The United States Supreme Court in United States v. Windsor found as unconstitutional the Defense of Marriage Act’s provision requiring federal laws to ignore same-sex marriages legally entered into under an applicable state law. The full extent of the fallout from this ruling has not yet been felt. However, the U.S. Department of Labor (DOL) and the Internal Revenue Service (IRS) have both chimed in following the ruling providing guidance on same-sex marriages which implicates employers.
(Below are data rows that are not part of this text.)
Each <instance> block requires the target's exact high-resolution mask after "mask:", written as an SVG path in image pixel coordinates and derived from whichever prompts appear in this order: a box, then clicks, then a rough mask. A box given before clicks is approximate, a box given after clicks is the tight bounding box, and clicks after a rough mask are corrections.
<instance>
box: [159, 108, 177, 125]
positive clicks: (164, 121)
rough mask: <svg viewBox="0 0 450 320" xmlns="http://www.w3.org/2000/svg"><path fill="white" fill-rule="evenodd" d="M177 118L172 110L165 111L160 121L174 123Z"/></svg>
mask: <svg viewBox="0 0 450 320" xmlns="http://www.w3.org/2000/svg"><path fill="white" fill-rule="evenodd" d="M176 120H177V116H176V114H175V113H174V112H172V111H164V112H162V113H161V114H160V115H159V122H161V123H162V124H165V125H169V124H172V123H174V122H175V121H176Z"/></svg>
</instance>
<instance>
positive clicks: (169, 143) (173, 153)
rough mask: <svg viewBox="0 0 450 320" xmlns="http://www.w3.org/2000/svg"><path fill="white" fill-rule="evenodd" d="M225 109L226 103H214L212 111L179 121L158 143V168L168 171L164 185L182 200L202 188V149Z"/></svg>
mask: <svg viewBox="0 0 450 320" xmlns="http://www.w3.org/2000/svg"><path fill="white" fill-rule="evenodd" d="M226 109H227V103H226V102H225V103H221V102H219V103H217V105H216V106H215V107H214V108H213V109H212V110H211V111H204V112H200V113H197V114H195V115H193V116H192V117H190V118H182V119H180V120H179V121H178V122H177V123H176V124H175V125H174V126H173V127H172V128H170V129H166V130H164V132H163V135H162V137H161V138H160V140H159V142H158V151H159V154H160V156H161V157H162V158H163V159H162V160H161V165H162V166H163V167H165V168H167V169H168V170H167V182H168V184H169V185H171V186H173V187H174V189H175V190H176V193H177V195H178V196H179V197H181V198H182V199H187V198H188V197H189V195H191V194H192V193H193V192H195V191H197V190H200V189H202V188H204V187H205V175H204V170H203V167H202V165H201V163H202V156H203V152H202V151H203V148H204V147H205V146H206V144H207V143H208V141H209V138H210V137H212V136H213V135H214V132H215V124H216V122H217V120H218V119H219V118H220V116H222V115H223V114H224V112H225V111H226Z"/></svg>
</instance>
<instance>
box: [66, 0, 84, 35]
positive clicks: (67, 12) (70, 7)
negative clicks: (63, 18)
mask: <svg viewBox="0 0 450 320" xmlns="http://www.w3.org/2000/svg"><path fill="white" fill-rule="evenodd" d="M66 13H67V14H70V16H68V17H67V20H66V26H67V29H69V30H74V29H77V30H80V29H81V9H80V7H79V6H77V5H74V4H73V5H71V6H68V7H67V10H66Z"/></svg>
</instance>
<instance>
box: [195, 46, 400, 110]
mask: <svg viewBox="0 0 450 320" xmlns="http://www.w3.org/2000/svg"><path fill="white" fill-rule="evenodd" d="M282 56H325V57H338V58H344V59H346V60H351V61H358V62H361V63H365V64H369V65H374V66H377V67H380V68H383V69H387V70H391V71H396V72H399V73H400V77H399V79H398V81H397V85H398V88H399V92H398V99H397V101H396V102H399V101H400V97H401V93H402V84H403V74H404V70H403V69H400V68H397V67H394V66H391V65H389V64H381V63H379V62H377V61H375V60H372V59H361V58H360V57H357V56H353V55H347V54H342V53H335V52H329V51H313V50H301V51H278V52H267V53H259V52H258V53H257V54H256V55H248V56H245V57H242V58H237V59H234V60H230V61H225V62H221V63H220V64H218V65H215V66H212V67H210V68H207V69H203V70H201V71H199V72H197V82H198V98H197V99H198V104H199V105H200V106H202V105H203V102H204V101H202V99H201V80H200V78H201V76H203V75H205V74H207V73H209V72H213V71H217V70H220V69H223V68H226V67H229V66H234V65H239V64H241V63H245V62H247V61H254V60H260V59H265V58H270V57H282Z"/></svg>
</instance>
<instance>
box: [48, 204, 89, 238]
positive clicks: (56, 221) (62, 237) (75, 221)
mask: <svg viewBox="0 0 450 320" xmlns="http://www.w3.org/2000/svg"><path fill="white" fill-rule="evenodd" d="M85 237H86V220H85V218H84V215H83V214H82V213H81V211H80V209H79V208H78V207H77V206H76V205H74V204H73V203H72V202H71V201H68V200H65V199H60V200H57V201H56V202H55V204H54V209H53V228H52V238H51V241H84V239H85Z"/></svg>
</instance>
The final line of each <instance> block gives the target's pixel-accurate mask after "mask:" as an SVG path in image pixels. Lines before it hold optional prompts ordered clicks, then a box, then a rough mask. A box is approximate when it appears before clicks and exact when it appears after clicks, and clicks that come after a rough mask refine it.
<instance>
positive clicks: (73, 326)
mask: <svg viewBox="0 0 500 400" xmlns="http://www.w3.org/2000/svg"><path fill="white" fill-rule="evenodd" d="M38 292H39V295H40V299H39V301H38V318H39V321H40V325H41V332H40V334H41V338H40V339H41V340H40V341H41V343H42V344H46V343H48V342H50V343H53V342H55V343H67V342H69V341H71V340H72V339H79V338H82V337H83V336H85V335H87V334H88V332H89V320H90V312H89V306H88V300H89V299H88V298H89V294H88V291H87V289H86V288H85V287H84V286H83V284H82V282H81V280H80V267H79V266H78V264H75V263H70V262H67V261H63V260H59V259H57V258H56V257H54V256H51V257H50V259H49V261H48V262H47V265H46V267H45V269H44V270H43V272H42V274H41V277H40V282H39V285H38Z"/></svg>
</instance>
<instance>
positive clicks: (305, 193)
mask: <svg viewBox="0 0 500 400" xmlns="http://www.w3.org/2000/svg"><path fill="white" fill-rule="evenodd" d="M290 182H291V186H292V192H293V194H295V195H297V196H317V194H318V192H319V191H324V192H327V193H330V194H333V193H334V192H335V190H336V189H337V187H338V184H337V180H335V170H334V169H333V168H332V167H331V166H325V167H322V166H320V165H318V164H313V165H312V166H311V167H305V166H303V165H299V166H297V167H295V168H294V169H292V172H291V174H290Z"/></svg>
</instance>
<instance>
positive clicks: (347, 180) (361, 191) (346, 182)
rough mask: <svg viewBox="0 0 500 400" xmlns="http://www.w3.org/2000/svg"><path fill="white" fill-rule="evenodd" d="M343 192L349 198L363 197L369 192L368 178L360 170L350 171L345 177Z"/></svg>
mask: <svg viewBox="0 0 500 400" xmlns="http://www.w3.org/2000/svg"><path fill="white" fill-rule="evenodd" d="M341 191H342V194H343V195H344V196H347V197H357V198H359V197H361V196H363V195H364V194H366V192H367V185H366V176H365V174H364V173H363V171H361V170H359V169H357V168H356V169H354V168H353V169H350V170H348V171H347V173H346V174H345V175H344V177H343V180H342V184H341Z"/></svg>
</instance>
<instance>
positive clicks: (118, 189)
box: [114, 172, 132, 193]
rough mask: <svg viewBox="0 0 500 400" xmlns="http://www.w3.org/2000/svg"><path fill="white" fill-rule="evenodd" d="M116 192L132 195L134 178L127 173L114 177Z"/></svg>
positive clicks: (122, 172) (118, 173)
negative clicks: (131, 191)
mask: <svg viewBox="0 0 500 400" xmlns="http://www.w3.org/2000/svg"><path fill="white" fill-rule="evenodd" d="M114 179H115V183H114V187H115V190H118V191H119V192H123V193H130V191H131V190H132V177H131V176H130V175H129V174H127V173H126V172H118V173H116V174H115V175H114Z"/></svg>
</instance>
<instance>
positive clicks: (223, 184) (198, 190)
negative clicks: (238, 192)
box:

The DOL recently released Technical Release 2013-4 which clarifies that the term "spouse" will be read to refer to any individuals who are lawfully married under any state law, including individuals married to a person of the same sex who were legally married in a state that recognizes such marriages, but who are domiciled in a state that does not recognize such marriages. Similarly, the term "marriage" will be read to include a same-sex marriage that is legally recognized as a marriage under any state law. The terms "spouse" and "marriage," however, do not include individuals in a formal relationship recognized by a state that is not denominated a marriage under state law, such as a domestic partnership or a civil union, regardless of whether the individuals who are in these relationships have the same rights and responsibilities as those individuals who are married under state law. This guidance is important to those working with employee benefit plans, plan sponsors, plan fiduciaries, and plan participants and beneficiaries. What is odd about this “guidance” is that the DOL also ruled that under the Family Medical Leave Act (FMLA), that a spouse for purposes of the FMLA is one who is recognized as such under the law in the state in which the employee resides.
In addition, the IRS has posted Revenue Ruling 2013-17 which confirms that a same-sex couple will be considered married for federal tax purposes if the couple was married in any jurisdiction—including a foreign country—that recognizes same-sex marriage. Until the Windsor decision, benefits provided to same-sex couples were considered taxable income to the employee (unless the employee’s partner/spouse qualified as the employee’s tax dependent). This resulted in additional income imputed to the employee on his/her W-2. Additionally, employees could not pay for a same-sex spouse’s/partner’s benefits on a pre-tax basis. This Revenue Ruling now allows same-sex couples to file amended returns for past tax years to recoup any extra taxes paid as a result if “imputed income.” However, along with this benefit, high, dual earning same-sex couples will also now face the dreaded “marriage penalty” incurred by opposite sex married couples.
What these rulings in mind, it would be wise for employers to review their new-hire paperwork to make sure that gender-neutral language is used when asking for spousal information. Also, employers should review their benefits plans to make sure that they take into account the federal government’s recognition of same-sex marriages.